A group of sixth formers are talking about street play, hide-and-seek and football – and about how cars impact the way they use local spaces.
“I have good memories of playing out,” says 17-year-old Sajidul Islam. “Big games of football with all my friends.” He thinks young people should be asked more often what they like about their neighbourhoods. “But I think they prefer to ask people with degrees.”
His classmate Ahona Zaman describes her journey to school, walking through a dark underpass beneath a dual carriageway. “I love cycling but it’s too dangerous.”
These teenagers in Poplar, east London, are growing up in an intensely urban neighbourhood. Low-rise houses, brightly painted shops and cramped parks push up against the constant hum of the A12. The streets are boxed in by major roads, and cranes and towers fill the skyline.

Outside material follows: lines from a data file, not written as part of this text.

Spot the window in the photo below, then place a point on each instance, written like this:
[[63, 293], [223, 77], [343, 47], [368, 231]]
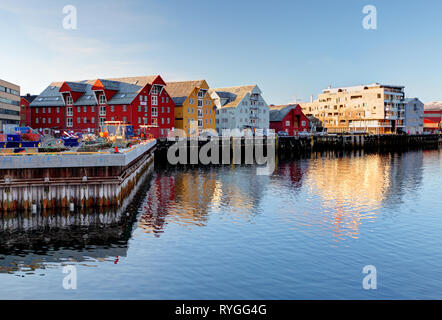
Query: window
[[102, 99], [155, 90]]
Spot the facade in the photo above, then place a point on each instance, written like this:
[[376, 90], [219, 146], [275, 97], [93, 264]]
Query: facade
[[288, 118], [25, 110], [414, 116], [240, 108], [194, 107], [83, 106], [9, 104], [371, 108], [433, 117]]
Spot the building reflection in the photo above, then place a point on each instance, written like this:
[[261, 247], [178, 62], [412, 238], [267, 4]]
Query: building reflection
[[35, 241], [352, 189], [188, 197]]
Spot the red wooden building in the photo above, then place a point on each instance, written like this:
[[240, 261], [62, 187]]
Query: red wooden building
[[288, 118], [433, 120], [83, 106], [25, 110]]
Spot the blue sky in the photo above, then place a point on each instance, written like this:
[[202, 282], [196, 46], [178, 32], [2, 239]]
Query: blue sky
[[289, 48]]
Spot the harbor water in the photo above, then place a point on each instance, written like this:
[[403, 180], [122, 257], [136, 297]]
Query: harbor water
[[305, 232]]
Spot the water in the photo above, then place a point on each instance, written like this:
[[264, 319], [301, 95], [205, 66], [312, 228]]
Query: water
[[306, 232]]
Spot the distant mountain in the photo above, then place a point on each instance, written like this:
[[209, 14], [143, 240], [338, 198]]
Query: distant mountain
[[435, 105]]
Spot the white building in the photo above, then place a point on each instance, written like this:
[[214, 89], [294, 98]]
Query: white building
[[240, 108], [414, 116]]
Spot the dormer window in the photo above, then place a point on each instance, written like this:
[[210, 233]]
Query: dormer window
[[102, 99], [202, 93], [156, 89]]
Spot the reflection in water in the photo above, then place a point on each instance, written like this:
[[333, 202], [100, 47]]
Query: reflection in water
[[35, 241], [326, 197], [337, 193]]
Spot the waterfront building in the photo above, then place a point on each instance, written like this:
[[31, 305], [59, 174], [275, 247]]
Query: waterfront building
[[373, 108], [193, 105], [433, 117], [288, 118], [241, 108], [25, 109], [9, 104], [84, 106], [414, 116]]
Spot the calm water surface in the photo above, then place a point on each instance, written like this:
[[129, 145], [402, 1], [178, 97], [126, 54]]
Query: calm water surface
[[306, 232]]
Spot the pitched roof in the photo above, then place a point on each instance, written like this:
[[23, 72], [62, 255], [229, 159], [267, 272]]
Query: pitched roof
[[184, 88], [29, 98], [435, 105], [127, 90], [278, 113], [234, 94]]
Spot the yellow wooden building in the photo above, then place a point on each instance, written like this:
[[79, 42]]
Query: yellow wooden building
[[194, 108]]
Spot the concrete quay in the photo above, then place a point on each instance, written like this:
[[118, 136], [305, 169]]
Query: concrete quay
[[43, 181]]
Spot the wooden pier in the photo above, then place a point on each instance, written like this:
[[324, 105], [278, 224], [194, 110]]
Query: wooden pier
[[292, 147]]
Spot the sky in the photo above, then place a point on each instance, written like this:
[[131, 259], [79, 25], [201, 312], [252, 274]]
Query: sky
[[290, 49]]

Zaman, Islam and their classmates are gathered in this classroom to work on a radical project; a collaboration with architect Dinah Bornat that aims to bring the voices of young people into the planning process.
Bornat is a mayor’s design advocate to mayor of London and an advocate of child-friendly design. She is here at the invitation of the local housing association, Poplar Harca, and developers at the outset of a regeneration plan for the local area, including 1,000 new homes on the nearby Aberfeldy estate. Underpinning her work, which is based on years of speaking to children about their neighbourhoods, is the belief that streets designed with young people in mind will put pedestrians firmly above car users.
Her youth-led approach is a growing influence on developers and architects, and she has just helped create a free to use youth engagement toolkit, Voice, Opportunity, Power. She hopes it will be part of a revolution, encouraging developers and community groups to give young people a voice in the debates taking place all over the country about issues such as low-traffic neighbourhoods.
In Poplar, Bornat wants to help bring about radical change. “Children are being driven to school because sliproads to the dual carriageway are crossing through their residential streets and it isn’t safe to walk.
“Young people can’t vote and they don’t pay taxes but don’t we want to know what they think? Too often we focus on negative issues to do with young people and we don’t think about their happiness and joy.”
In a survey for the project 89% of 16- to 18-year-olds said they had never been asked their opinion about changes in their neighbourhood.
Bornat points to the increasingly heated debate over low-traffic neighbourhoods as an example. “Has anyone asked young people what they think? If consultation letters go through doors they will be opened by adults. We need to go and find young people and actually ask them how they use space and what they want to do in it.”
She starts by asking the sixth formers how they use space around them. “Where do you like to play or hang out with your friends? We think you guys are the experts when it comes to what we call ‘the public realm’.”
“Nobody asks us, we are just kids,” says 17-year-old Fathine Quaium.
But these are well-informed kids, studying geography, including the impact of the regeneration that they can see taking place around them.
They know that adults are arguing about how to use roads, and they are looking at all sides of the arguments.
Nafisa Ahmed, 18, says: “I live right next to a main road and I think the road closures, the cycle lanes, it’s good – it pushes people away from driving, doesn’t it? And it helps the environment.” Her friends politely disagree. Ria Solanki, 17, says: “I think it’s worse for traffic, it just sends it another way.”
Thom Palser runs the Spotlight youth project attached to the school and grew up here. He wants developers to use spaces like his to link up with young people. “When they open up and say what they really think they have so much to say. These young people care about their whole community, they see themselves as part of the wider East End.”
The project takes place against a rapidly changing backdrop, with new political enthusiasm for traffic reduction. Last week transport secretary Grant Shapps announced GBP175m for low traffic neighbourhoods, and this week the prime minister’s 10-point green industrial revolution includes the aim of promoting public transport, cycling and walking.
Bornat is optimistic about the growing willingness in the industry to listen to young people. “I am getting calls from leading architects and developers, local authorities, housing associations … when I speak to them they are excited about this approach. They get it, if you listen to young people you end up with better places to live.”